Fig 3. Repeat unit size distribution of Mendelian inconsistencies.
a) ExpansionHunter, GangSTR and HipSTR calls that are Mendelian inconsistent as a proportion of motif counts in the catalogue, b) all STRs in the catalogue used by the three software tools.
Genotyping of known forensic STR loci
Thirteen STRs, known as core Combined DNA Index System (CODIS) STRs, are long STRs that show extensive variation between individuals, and are used across many different forensic STR panels for identification of individuals from genomic DNA [34, 35]. Analysis of the performance of GangSTR, ExpansionHunter and HipSTR in calling these STRs in comparison to capillary electrophoresis (CE) data is useful both for practical forensic analysis, but also as a measure of the error rate of the software, if we accept that capillary electrophoresis can be regarded as a gold standard. Matched capillary electrophoresis data for the 13 core STRs, generated using forensic-standard Promega Powerplex Fusion 24 assay, has been published [32], and our calls for NA12878 were compared against these data (Table 6). ExpansionHunter calls matched CE data at 10/13 loci, called one allele incorrectly at the THO1 locus and two alleles at both FGA and D21S11 loci. GangSTR genotypes matched CE data for 11/13 loci, with one locus (D21S11) not called and one (TH01) called incorrectly.
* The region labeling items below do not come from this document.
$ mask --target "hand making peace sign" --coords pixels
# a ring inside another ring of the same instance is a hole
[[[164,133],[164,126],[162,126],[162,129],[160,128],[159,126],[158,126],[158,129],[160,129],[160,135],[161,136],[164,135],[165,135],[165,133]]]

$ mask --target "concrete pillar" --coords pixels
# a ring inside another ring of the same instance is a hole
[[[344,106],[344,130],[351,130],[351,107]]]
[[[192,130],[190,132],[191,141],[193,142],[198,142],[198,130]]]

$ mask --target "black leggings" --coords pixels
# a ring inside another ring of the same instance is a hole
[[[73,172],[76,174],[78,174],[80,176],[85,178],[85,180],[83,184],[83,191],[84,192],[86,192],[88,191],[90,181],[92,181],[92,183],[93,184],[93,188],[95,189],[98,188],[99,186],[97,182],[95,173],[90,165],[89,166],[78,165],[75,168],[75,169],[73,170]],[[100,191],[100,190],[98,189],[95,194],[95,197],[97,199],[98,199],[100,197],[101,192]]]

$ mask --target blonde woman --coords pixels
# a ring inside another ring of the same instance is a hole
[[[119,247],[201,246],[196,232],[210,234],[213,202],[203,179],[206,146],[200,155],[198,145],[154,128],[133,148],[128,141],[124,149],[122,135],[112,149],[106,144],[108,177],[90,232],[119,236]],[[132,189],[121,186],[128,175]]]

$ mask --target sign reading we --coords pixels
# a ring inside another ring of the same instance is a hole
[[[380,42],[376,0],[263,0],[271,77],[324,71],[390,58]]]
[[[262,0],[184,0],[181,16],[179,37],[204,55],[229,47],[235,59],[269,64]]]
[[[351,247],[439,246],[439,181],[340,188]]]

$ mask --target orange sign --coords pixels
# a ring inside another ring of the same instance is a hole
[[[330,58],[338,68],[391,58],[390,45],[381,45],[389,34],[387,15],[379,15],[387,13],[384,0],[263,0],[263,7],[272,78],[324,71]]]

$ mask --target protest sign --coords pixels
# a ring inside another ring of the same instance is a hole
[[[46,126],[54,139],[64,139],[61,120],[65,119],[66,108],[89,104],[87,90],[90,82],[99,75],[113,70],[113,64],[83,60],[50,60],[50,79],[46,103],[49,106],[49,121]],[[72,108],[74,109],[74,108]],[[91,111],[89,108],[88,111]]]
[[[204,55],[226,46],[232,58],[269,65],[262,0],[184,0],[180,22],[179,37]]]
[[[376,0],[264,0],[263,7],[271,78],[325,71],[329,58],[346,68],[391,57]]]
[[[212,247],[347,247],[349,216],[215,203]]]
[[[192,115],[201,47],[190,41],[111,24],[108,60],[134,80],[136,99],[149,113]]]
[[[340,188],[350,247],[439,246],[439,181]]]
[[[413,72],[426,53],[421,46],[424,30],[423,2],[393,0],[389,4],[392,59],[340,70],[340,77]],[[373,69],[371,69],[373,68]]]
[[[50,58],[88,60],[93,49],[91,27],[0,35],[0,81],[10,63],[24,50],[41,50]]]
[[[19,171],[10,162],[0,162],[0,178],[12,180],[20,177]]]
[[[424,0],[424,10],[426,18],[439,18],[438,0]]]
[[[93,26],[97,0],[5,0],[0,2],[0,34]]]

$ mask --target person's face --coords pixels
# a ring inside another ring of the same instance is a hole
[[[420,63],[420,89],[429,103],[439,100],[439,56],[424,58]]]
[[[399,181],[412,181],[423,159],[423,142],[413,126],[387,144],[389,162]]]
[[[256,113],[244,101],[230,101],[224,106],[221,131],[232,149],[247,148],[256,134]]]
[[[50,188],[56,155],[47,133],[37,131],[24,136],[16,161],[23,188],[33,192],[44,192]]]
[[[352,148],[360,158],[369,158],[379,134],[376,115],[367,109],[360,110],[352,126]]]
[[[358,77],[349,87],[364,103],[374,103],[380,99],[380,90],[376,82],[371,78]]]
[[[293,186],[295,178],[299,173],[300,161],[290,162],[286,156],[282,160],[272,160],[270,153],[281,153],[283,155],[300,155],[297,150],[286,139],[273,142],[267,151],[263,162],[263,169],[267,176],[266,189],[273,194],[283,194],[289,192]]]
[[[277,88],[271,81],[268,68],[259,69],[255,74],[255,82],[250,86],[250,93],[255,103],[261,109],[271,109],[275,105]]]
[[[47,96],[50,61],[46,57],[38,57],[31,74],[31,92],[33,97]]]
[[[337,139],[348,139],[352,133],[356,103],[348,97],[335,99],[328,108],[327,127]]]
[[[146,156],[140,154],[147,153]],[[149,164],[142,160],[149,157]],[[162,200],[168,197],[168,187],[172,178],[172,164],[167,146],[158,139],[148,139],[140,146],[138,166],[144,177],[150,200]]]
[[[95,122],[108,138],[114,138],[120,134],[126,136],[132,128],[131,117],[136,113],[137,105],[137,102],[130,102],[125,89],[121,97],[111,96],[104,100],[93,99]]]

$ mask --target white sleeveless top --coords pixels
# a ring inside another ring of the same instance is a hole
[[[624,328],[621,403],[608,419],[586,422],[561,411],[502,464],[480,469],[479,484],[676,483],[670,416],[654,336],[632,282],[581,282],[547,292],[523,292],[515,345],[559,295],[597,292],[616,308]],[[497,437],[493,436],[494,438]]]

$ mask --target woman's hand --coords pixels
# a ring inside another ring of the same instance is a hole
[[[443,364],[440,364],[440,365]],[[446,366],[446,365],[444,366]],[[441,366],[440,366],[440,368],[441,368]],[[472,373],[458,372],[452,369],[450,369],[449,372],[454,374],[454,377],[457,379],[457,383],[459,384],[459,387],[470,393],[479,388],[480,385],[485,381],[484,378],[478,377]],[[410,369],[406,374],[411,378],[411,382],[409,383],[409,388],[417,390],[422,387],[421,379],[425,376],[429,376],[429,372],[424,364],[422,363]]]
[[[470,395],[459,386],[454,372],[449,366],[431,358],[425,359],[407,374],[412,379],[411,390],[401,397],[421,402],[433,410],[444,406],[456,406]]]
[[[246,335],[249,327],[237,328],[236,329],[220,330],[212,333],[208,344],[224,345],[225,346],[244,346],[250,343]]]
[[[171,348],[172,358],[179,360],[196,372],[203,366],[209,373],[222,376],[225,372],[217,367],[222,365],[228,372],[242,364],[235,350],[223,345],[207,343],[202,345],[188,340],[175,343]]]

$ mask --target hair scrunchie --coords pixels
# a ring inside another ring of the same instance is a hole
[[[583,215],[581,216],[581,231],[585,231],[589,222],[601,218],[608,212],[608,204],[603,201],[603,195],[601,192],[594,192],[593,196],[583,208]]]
HipSTR showed the same results as GangSTR, except that, in addition, it incorrectly called one allele at D13S317.The three tools were also consistent across 19/22 forensic STRs analysed for Mendelian inheritance errors across the six trios.
Table 6. Comparison of STR genotype calls at core forensic loci for NA12878.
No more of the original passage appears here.